Presidents have few tools at their disposal beyond their power of personal persuasion to target specific companies or jobs. Trump’s campaign said in a statement that he would renegotiate trade deals and save the jobs using “existing authority.” A Trump administration would work with Congress to rewrite the tax code to encourage manufacturing and make moving jobs abroad more costly for corporations, according to the statement. Trade deficits have been “nothing but a disaster for the working class.”

The sentiment resonates in Indiana.

Lana Brown, a 71-year-old retiree from Newburgh, said that Trump’s message to bring back manufacturing is "one of the reasons I’m voting for him."

"Everyone felt it when Carrier announced they’re closing. I have friends whose husbands and sons worked there. They weren’t old enough to retire," Brown said. "It’s not fair."

Critics say the promise is misleading.

“Trump’s saying what people want to hear, not what people need to hear,” said Chuck Deppert, the former president of the Indiana AFL-CIO, a coalition of labor unions. “Until we make a decision that we want to build things in the country again and we’re going to reward people who do it with decent wages and decent profits for corporations, then things will change. But that’s going to take a major change.”

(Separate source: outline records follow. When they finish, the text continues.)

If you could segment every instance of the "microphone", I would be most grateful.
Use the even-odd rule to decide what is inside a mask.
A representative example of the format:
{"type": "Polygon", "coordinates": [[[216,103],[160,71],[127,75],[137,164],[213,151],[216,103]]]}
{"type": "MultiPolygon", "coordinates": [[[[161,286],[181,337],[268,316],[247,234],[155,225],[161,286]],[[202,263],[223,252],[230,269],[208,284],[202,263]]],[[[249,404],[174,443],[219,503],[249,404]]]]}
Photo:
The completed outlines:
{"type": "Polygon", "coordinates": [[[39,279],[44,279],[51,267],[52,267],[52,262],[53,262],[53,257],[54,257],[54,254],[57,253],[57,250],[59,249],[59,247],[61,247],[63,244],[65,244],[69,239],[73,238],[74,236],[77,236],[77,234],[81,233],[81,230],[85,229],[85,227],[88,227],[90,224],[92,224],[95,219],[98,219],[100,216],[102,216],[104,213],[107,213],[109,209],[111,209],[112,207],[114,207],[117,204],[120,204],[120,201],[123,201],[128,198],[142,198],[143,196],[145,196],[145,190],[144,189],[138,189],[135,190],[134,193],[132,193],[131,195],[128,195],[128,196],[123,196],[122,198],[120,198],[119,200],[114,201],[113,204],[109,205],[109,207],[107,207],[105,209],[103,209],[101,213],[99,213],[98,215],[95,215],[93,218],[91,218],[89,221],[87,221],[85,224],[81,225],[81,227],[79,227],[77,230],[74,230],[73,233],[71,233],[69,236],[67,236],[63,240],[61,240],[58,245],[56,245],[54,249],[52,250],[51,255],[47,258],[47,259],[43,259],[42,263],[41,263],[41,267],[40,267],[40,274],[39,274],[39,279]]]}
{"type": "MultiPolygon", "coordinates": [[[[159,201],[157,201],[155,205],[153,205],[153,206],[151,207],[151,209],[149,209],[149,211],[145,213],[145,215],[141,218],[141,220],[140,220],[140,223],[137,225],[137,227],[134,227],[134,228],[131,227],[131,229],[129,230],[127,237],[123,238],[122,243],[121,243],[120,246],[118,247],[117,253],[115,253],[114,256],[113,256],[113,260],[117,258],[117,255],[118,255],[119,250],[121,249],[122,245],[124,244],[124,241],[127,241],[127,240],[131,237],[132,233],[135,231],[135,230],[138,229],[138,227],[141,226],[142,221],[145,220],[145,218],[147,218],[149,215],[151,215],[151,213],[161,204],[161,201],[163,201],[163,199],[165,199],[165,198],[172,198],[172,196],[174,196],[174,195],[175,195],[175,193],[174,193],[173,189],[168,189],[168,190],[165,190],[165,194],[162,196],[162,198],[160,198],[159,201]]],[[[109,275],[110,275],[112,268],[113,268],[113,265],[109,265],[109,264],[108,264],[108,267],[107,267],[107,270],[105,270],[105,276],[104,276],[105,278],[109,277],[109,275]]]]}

Carrier workers, represented by the United Steelworkers Union, cost about $30 an hour with salary and benefits compared with about $3 a worker in Mexico, said Michael Hicks, an economics professor at Ball State University and director of its Center for Business and Economic Research. Improved technology and increased automation means fewer workers are needed, so production is being shifted to Mexico, not jobs, Hicks said. Manufacturing output in the state is at record levels.

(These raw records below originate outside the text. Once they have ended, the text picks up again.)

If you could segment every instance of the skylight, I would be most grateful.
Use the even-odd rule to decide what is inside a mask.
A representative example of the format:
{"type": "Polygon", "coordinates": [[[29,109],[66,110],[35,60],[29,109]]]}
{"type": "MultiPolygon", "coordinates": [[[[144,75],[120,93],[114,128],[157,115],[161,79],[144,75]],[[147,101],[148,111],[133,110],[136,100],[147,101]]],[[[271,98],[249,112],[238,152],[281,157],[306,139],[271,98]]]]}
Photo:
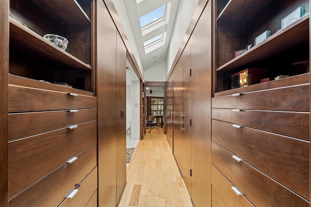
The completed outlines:
{"type": "Polygon", "coordinates": [[[156,42],[156,41],[162,39],[162,34],[161,34],[158,35],[157,36],[156,36],[154,38],[152,38],[149,40],[147,40],[146,42],[144,42],[144,47],[146,47],[148,45],[149,45],[153,43],[154,42],[156,42]]]}
{"type": "Polygon", "coordinates": [[[163,18],[164,14],[164,5],[160,6],[157,9],[156,9],[153,11],[139,17],[139,21],[140,22],[140,28],[148,25],[156,21],[157,20],[163,18]]]}

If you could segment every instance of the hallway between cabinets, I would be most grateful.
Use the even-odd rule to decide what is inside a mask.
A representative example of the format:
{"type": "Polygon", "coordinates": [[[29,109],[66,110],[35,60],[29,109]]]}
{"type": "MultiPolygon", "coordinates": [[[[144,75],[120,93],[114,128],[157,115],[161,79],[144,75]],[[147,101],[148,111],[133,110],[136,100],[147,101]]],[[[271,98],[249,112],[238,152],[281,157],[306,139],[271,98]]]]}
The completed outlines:
{"type": "Polygon", "coordinates": [[[119,207],[192,207],[163,130],[147,130],[127,171],[119,207]]]}

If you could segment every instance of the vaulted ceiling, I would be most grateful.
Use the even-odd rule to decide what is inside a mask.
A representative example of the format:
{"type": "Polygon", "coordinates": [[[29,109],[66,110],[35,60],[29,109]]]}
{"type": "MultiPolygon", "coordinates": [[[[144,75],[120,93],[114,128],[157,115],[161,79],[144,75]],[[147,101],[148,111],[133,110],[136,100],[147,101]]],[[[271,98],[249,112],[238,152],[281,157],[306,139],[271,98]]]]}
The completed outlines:
{"type": "Polygon", "coordinates": [[[179,0],[123,2],[144,70],[166,61],[179,0]],[[163,17],[153,19],[155,21],[141,27],[139,19],[153,18],[153,11],[157,9],[163,9],[163,17]]]}

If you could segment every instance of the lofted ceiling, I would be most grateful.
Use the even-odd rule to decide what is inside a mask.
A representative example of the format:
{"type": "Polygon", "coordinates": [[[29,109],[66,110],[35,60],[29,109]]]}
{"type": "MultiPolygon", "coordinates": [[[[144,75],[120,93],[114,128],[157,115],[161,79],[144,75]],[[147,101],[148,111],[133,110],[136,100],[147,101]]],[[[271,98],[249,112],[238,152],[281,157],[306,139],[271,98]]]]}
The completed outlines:
{"type": "MultiPolygon", "coordinates": [[[[143,70],[146,70],[166,61],[180,0],[115,0],[114,1],[118,0],[123,1],[127,17],[127,23],[129,23],[143,70]],[[161,7],[162,6],[164,6],[161,7]],[[147,16],[148,18],[150,13],[156,9],[163,10],[163,17],[155,18],[155,21],[141,28],[139,18],[144,15],[144,17],[147,16]]],[[[115,6],[117,7],[116,4],[115,6]]],[[[121,21],[122,21],[121,18],[121,21]]]]}

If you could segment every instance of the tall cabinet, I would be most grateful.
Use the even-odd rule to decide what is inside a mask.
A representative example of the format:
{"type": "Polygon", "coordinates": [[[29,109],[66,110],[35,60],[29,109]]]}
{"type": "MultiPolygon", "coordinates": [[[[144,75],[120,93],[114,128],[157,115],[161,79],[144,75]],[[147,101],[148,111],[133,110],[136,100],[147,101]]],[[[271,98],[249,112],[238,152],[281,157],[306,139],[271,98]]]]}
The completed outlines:
{"type": "Polygon", "coordinates": [[[308,207],[309,1],[215,6],[212,204],[308,207]]]}
{"type": "Polygon", "coordinates": [[[167,84],[173,85],[173,155],[196,207],[211,204],[211,6],[209,1],[167,84]]]}
{"type": "Polygon", "coordinates": [[[6,0],[0,10],[0,206],[116,206],[127,51],[105,2],[6,0]]]}

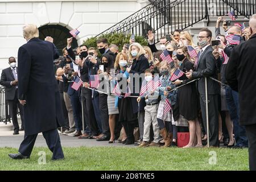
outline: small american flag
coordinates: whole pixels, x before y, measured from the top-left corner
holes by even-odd
[[[223,64],[226,64],[228,63],[229,57],[228,55],[225,53],[224,50],[221,51],[222,52],[223,57],[224,58],[224,61],[223,61]]]
[[[90,88],[98,88],[100,86],[98,75],[90,75]]]
[[[76,36],[77,36],[77,35],[79,35],[79,34],[80,32],[78,31],[77,29],[75,28],[74,30],[71,30],[69,32],[69,34],[71,34],[72,36],[73,36],[73,38],[75,38]]]
[[[120,90],[120,89],[119,88],[118,83],[117,83],[117,85],[115,85],[115,86],[114,90],[113,90],[112,93],[115,96],[117,96],[118,97],[121,96],[121,92]]]
[[[166,62],[167,62],[168,64],[170,64],[174,61],[171,56],[168,52],[167,50],[164,50],[160,55],[160,57],[161,57],[163,61],[166,61]]]
[[[229,12],[227,14],[228,15],[229,15],[229,17],[231,18],[231,19],[232,19],[232,20],[236,20],[236,18],[234,18],[234,11],[231,11],[230,12]]]
[[[226,39],[229,42],[230,44],[240,44],[241,38],[238,35],[229,35],[226,36]]]
[[[196,50],[191,46],[188,46],[188,52],[191,58],[195,58],[197,56]]]
[[[166,99],[166,101],[164,102],[164,114],[167,114],[170,111],[171,109],[172,109],[172,106],[171,105],[171,104],[170,103],[169,100],[167,98]]]
[[[129,85],[127,86],[126,93],[125,94],[125,98],[131,96],[131,89],[130,89]]]
[[[184,74],[184,72],[183,72],[182,71],[181,71],[179,69],[177,69],[176,70],[175,70],[174,73],[172,74],[172,76],[170,78],[170,80],[171,81],[174,81],[174,80],[180,78]]]
[[[76,90],[78,90],[80,88],[81,85],[82,85],[82,81],[78,77],[75,80],[75,82],[73,83],[71,88]]]

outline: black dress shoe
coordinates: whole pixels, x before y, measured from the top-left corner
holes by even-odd
[[[104,135],[102,136],[101,138],[98,138],[96,139],[96,141],[101,142],[101,141],[108,141],[109,140],[110,137],[108,137],[108,136]]]
[[[29,156],[23,155],[20,152],[18,154],[9,154],[9,155],[13,159],[25,159],[30,158]]]

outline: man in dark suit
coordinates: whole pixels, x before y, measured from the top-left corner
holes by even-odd
[[[250,170],[256,170],[256,14],[250,20],[250,39],[234,48],[226,68],[225,77],[232,89],[238,92],[240,121],[245,126],[249,141]]]
[[[198,36],[199,44],[202,49],[199,53],[199,60],[195,63],[196,71],[186,73],[188,78],[200,78],[197,82],[197,88],[200,94],[201,110],[204,125],[207,130],[207,118],[205,108],[205,77],[207,78],[207,89],[208,96],[208,113],[209,145],[218,147],[218,94],[220,92],[218,84],[209,77],[216,79],[217,74],[217,61],[212,53],[213,49],[210,46],[212,32],[208,28],[201,30]]]
[[[19,134],[19,131],[24,130],[23,106],[18,100],[18,68],[16,67],[16,60],[14,57],[9,57],[10,68],[2,72],[0,84],[5,86],[6,100],[8,102],[10,113],[13,119],[14,127],[14,135]],[[21,128],[19,129],[17,119],[17,106],[19,107],[22,121]]]
[[[42,132],[52,160],[64,159],[57,128],[64,125],[60,93],[53,61],[59,52],[52,38],[40,40],[36,25],[23,27],[27,43],[19,48],[18,98],[23,107],[25,135],[14,159],[30,158],[38,133]]]

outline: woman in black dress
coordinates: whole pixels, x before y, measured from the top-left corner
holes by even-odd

“The technology genie is out of the bottle, and Donald can’t put it back in,” Hicks said, adding that he can understand Trump’s appeal to workers seeing their jobs slip away. “If you’re looking at this whole milieu of stagnant jobs and falling factories, Trump’s demagoguery looks real to you."

Workers march

Mark Smith, a 14-year veteran assembly-line worker at the Carrier plant, gathered with almost a thousand union members and supporters at the Indiana state capitol grounds Friday to protest the decision and then march with placards and flags through the streets of downtown Indianapolis. Most demonstrators were supporting Democrat Bernie Sanders, a long-time critic of free-trade agreements, pacts that they blame for hundreds of thousands of job losses.

They met under sunny skies and American flags, listening to tub-thumping speeches and rock music that was popular when manufacturing was the powerhouse of the Indiana economy. Trump wasn’t mentioned, but job anxiety hung in the air.

“I don’t believe a word he says,” Smith said in an interview. “He’s like a lot of the billionaire class out there and he doesn’t care about us little guys down here at the bottom.”

Trump’s critics and supporters agree that the North American Free Trade Agreement, or NAFTA, is to blame for the job losses. Trump backer Cameron Hadley, a manufacturing subcontractor from Evansville, says the New York businessman has the right approach.

"You look at what NAFTA has done to us," Hadley said. "Trump understands that. That’s why he’s leading here."

For Susan Chilberg of Elkhart, who is 69 and self-employed, Trump’s background is needed for a nation and an economy that need fixing.

“He will be able to negotiate far, far better than anybody else that’s running right now for the United States to help the United States regain its stature, number one, and number two to bring jobs back,” Chilberg said.

Even among Trump’s supporters, though, there are doubts about the Carrier guarantee. Nick Aldrich, a bank employee taking a smoking break near downtown’s 285-foot tall Soldiers’ and Sailors’ Monument, said he doubts Trump can save the Carrier jobs, even though he supports the New York businessman.

By raising the jobs issue, Trump has started a conversation on trade and job protection that should have begun 30 years ago, said Aldrich, 32, a self-described cynic about politics.

“He’s saying ‘Let’s bring jobs back and no more welfare’ and I like that,” Aldrich said. If Trump doesn’t follow through, Aldrich said, the result will be anger.